0

There is code here that I am trying to convert from Python2 to Python3. In this section of code, data is received from a socket. data is declared to be an empty string and then concatenated. This is an important Python2 to 3 distinction. In Python3, the 'received' variable is of type Bytes and thus needs to be converted to string first via the use of str(). However, str() needs an encoding parameter. What would the default one be for python 2? I've tried several different encodings (latin-1 and such) but they seem to not match up with a magic value that is defined here after being unpacked here

"\xffSMB seems to decode correctly while "\xfeSMB does not.

I have adjusted the non_polling_read function and the NetBIOSSessionPacket class as follows. Full modified source code available on GitHub.

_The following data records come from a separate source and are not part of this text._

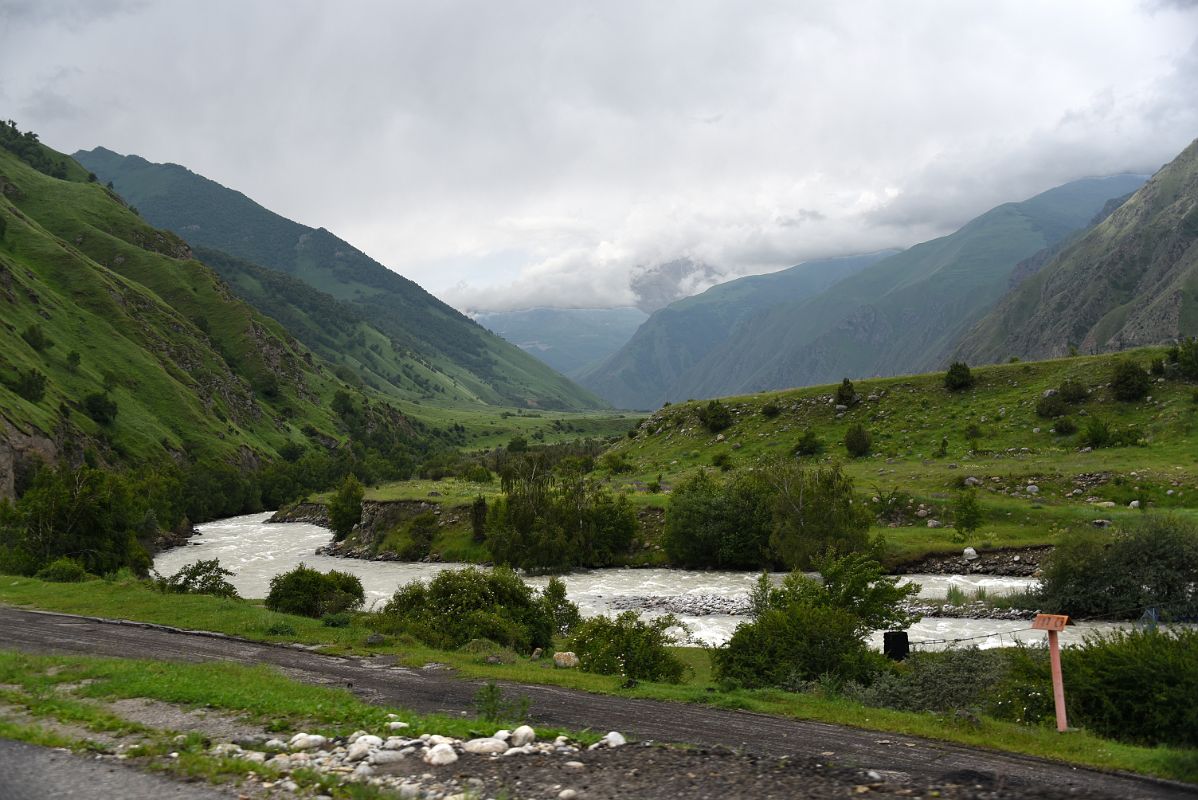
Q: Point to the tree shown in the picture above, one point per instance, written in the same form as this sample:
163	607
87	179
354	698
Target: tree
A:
1129	381
846	394
967	515
345	508
958	377
815	513
858	441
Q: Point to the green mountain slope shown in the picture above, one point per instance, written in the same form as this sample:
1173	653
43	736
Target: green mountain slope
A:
423	333
1132	280
647	370
906	313
568	339
101	308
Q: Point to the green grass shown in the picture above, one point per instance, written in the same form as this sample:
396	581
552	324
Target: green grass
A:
239	690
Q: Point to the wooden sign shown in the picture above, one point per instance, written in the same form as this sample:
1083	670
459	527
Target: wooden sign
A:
1050	622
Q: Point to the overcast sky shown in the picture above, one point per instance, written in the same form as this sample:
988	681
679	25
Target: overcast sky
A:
507	155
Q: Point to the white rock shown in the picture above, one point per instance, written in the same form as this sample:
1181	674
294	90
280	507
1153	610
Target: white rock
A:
486	746
522	735
440	755
613	739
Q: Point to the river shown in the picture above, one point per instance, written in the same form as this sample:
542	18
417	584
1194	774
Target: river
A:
255	551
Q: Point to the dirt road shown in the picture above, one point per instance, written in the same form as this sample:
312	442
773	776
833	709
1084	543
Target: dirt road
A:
425	691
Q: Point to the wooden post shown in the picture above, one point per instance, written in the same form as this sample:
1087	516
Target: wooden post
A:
1054	624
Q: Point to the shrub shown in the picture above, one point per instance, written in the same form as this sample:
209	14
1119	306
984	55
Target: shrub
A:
199	577
846	394
1064	426
858	441
1051	406
100	407
345	507
1129	381
1072	392
62	570
715	416
629	647
312	593
815	511
724	525
958	377
1137	686
1153	564
808	444
461	605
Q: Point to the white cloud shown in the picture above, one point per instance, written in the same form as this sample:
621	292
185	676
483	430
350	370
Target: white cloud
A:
534	153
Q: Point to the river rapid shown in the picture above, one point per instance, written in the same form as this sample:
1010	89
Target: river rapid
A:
255	551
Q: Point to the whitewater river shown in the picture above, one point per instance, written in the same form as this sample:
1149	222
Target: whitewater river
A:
256	551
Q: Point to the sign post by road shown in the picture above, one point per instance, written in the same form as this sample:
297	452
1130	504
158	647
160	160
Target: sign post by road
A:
1054	624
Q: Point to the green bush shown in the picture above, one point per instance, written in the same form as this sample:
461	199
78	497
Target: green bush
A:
199	577
629	647
62	570
858	441
461	605
725	525
958	377
1153	564
1136	686
312	593
809	444
715	416
1129	381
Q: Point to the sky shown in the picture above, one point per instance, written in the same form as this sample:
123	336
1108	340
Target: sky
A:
512	155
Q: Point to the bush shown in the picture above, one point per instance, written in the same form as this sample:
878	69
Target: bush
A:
1072	392
958	377
1154	564
629	647
62	570
715	416
725	525
809	444
815	511
199	577
1064	426
345	508
858	441
1129	381
312	593
461	605
1052	406
846	393
1136	686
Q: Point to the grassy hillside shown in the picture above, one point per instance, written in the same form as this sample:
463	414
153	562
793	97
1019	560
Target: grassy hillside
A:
1132	280
422	332
906	313
647	370
909	416
568	339
100	304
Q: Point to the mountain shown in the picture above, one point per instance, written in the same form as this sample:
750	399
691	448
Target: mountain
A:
418	343
1131	280
645	373
903	314
116	345
568	339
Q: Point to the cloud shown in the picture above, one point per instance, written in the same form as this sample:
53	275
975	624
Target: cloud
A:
548	153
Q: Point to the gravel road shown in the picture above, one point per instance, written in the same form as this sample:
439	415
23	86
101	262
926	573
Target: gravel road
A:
427	691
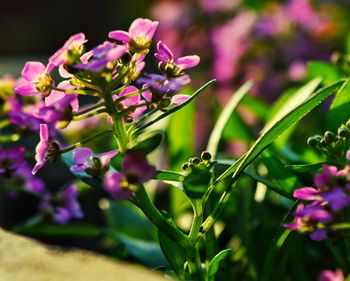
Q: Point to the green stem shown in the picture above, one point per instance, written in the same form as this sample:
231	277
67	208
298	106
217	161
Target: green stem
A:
117	118
197	219
4	123
86	140
91	114
148	208
88	109
195	264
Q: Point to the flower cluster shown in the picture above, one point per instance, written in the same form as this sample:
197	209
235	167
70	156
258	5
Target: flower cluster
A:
105	72
326	200
112	75
329	275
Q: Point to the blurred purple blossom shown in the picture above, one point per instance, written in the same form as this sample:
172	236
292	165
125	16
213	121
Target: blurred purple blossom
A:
135	170
139	37
329	275
102	55
36	79
72	47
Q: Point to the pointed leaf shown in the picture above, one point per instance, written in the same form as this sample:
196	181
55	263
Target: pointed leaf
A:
215	263
225	115
276	245
339	112
176	108
278	126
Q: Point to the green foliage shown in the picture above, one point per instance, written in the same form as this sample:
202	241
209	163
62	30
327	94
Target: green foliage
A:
339	112
215	263
279	124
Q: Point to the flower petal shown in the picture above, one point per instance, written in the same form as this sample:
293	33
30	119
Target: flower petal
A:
32	70
187	62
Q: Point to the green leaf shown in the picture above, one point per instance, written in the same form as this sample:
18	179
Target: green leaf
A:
67	158
196	182
305	168
215	263
128	220
257	107
173	253
181	135
326	70
278	126
291	102
169	176
148	141
347	44
278	174
130	227
225	115
276	245
178	107
222	165
339	112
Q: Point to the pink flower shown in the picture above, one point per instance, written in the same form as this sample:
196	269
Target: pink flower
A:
70	52
328	275
172	66
133	106
306	220
102	55
59	106
139	36
135	170
85	161
36	79
113	185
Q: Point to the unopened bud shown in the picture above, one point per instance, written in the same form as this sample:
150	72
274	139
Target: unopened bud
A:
184	166
343	132
312	141
329	137
206	156
195	160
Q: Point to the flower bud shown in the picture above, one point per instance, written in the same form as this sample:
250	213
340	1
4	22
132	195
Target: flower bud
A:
312	141
206	156
329	137
53	152
343	132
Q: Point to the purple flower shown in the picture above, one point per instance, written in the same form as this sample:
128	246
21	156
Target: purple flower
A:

    def non_polling_read(self, read_length, timeout):
        data = b''
        bytes_left = read_length

        while bytes_left > 0:
            try:
                ready, _, _ = select.select([self._sock.fileno()], [], [], timeout)

                if not ready:
                    raise NetBIOSTimeout

                received = self._sock.recv(bytes_left)
                if len(received) == 0:
                    raise NetBIOSError('Error while reading from remote', ERRCLASS_OS, None)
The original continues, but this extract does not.